Stakeholder Governance

It is worth explicitly mentioning that there was recognition in all conference presentations that a wider range of stakeholders should be involved in the governance of medical AI and its deployment in a data ecosystem. In his research on how consumer health applications use health data, Ma’n Zawati introduced three kinds of smartphone-crowdsourced medical data. From the analysis of the consent policies and practices of 18 genomic applications, he and his research team identified the limitations of conventional governance regimes with limited users’ involvement. Circling back to Colin Mitchell’s presentation on the governance of medical AI, he similarly observed the importance of involving stakeholders like healthcare providers and patients at the pre-implementation and post-deployment stages of medical AI development, as well as the need to sustain interdisciplinary discussions.

In the context of Hong Kong, Neeraj Mahboobani explained that bringing AI into a hospital setting was not simple. With reference to DeepCT, a set of AI algorithms developed to analyse non-contrast computed tomography (CT) images of the brain in acute settings and for suspected intracranial haemorrhage, the adoption of this technology required endorsement from all stakeholders, including chiefs of the hospital’s department of radiology and department accident and emergency, senior systems manager of the hospital’s information technology (IT) department, the hospital’s chief executive and the IT and quality and safety directors of Hospital Authority (i.e. the government agency overseeing the hospital). Further instructive is his proposed eight-part framework for the adoption of AI in a clinical setting, which includes the active involvement of stakeholders like patients and their carers. Beyond a healthcare institution, Alice So and Derrick Au introduced two important public initiatives that have developed governance mechanism to involve the wider public. As part of the Hong Kong Smart City Blueprint 2.0, Alice So noted that Cyberport has almost 2000 community members, both onsite and offsite. With reference to the first large-scale genome sequencing project in Hong Kong, Derrick Au explained how stakeholder engagement was developed based on the principle of common good.
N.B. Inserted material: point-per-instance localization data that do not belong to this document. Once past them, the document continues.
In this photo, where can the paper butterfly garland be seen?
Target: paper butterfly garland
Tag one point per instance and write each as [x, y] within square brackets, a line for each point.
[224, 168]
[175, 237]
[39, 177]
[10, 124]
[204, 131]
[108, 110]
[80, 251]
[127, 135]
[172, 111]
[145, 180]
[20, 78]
This conference provided an opportunity to examine the distinct capabilities that are required in the governance of medical AI. It considered existing and emerging capabilities in regulatory regimes on medical devices and personal data across leading medical AI jurisdictions and arrived at a number of observations. One such observation is the need of a unified approach to AI governance that enables collaboration across different knowledge disciplines and participation of diverse stakeholders. Additionally, we hope that the observations here will facilitate continuing conversations, engagements and collaborations.